C’est le cas de Madi Bélemsigri, vendeur d’appareils électro-ménagers sur l’avenue de la République. Et c’est un homme complètement désemparé devant son magasin vide que nous avons rencontré ce mardi matin. “Ils ont tout pris et vidé le coffre-fort qui contenait environ 700 000 F”. Le moins que l’on puisse dire est que les militaires n’y sont pas allés avec le dos de la cuiller dans leur randonnée nocturne.

Comme Madi Bélemsigri, plusieurs commerçants ont fait l’objet de pillages et de saccages au cours de cette nuit. Des victimes visiblement dépassées par l’ampleur du désastre. Mais savaient-elles encore qu’elles n’étaient pas au bout de leur peine ? Les militaires, qui n’avaient pas encore dit leur dernier mot, vont en effet récidiver.

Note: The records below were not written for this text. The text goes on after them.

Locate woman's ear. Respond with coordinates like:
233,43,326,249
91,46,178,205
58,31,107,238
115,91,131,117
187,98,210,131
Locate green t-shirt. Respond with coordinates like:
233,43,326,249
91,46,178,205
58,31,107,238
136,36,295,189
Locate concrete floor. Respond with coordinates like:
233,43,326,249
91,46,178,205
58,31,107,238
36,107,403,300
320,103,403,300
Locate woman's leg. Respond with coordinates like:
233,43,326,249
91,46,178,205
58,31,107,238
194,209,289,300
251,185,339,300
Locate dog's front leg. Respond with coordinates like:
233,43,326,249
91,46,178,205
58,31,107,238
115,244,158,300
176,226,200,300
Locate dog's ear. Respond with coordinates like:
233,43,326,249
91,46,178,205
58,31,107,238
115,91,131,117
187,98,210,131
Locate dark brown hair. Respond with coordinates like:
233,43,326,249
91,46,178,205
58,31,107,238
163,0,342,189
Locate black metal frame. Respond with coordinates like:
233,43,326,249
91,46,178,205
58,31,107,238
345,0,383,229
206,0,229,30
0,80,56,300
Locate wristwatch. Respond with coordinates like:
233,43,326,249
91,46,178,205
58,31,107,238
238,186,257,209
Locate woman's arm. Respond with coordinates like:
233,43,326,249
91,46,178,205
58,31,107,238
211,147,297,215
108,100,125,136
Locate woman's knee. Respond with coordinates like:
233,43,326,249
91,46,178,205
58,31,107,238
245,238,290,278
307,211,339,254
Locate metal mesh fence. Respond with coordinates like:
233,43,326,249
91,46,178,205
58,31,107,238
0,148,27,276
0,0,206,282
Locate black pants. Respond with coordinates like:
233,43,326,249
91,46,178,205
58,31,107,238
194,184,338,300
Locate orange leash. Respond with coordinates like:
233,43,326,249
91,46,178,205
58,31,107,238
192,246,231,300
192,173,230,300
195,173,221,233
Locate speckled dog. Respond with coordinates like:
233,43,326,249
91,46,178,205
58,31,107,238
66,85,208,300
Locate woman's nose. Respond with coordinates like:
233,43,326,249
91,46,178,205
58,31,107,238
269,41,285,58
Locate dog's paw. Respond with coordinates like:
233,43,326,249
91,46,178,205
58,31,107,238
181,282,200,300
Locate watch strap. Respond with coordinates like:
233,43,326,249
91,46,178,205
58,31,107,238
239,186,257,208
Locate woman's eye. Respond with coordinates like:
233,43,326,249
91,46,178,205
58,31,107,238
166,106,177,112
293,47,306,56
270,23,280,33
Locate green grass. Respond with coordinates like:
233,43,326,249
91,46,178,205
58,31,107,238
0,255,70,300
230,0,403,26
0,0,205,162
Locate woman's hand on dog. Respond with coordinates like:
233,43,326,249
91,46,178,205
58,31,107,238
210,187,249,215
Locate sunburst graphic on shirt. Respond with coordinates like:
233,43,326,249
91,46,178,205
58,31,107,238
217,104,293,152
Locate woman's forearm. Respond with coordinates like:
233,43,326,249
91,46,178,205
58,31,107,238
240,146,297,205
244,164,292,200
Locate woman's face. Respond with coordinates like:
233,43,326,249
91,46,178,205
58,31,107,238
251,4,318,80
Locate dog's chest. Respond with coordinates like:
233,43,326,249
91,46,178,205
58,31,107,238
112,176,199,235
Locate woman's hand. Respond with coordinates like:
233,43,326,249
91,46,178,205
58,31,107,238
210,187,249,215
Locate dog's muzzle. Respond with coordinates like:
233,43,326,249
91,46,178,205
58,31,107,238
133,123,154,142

La nuit de mercredi à jeudi sera alors identique à la précédente : saccages et pillages ont à nouveau été constatés hier jeudi dans la matinée. Il n’en fallait pas plus pour provoquer cette fois la colère et l’indignation de la population.

Des groupes de jeunes essentiellement constitués de commerçants ont investi les rues de la capitale économique pour manifester leur ras-le-bol en scandant des slogans hostiles à l’armée. Ils s’attaquaient à des édifices publics comme la mairie de Bobo où une tentative d’incendie a été évitée de justesse avec toutefois des dégâts matériels très importants. La direction régionale des Douanes de l’Ouest sera, quant à elle, vandalisée par une foule en colère.

Pris de panique, de nombreux commerçants procédaient à l’évacuation de leurs marchandises pour les sécuriser à domicile, et la tension déjà palpable baissera en fin de matinée. On pensait le calme revenu lorsque des coups de feu commençèrent à nouveau à retentir dans la ville. Regroupés devant le camp militaire, les mutins vont progressivement investir les différents secteurs. Une journée d’angoisse et d’incertitude pour les Bobolais qui seront soumis durant toute cette fête de l’Ascension à des tirs d’armes automatiques.

Jusqu’à hier 17h les bérets rouges régnaient en maîtres absolus dans une ville presque déserte. Terrées chez elles, les populations apeurées ne savaient plus à quel saint se vouer. Nul doute que la nuit d’hier a été aussi longue que la précédente pour les habitants de Sya. Des Bobolais qui ont du mal à comprendre ce qui leur arrive. Un couvre-feu a été instauré de 18h à 6h du matin.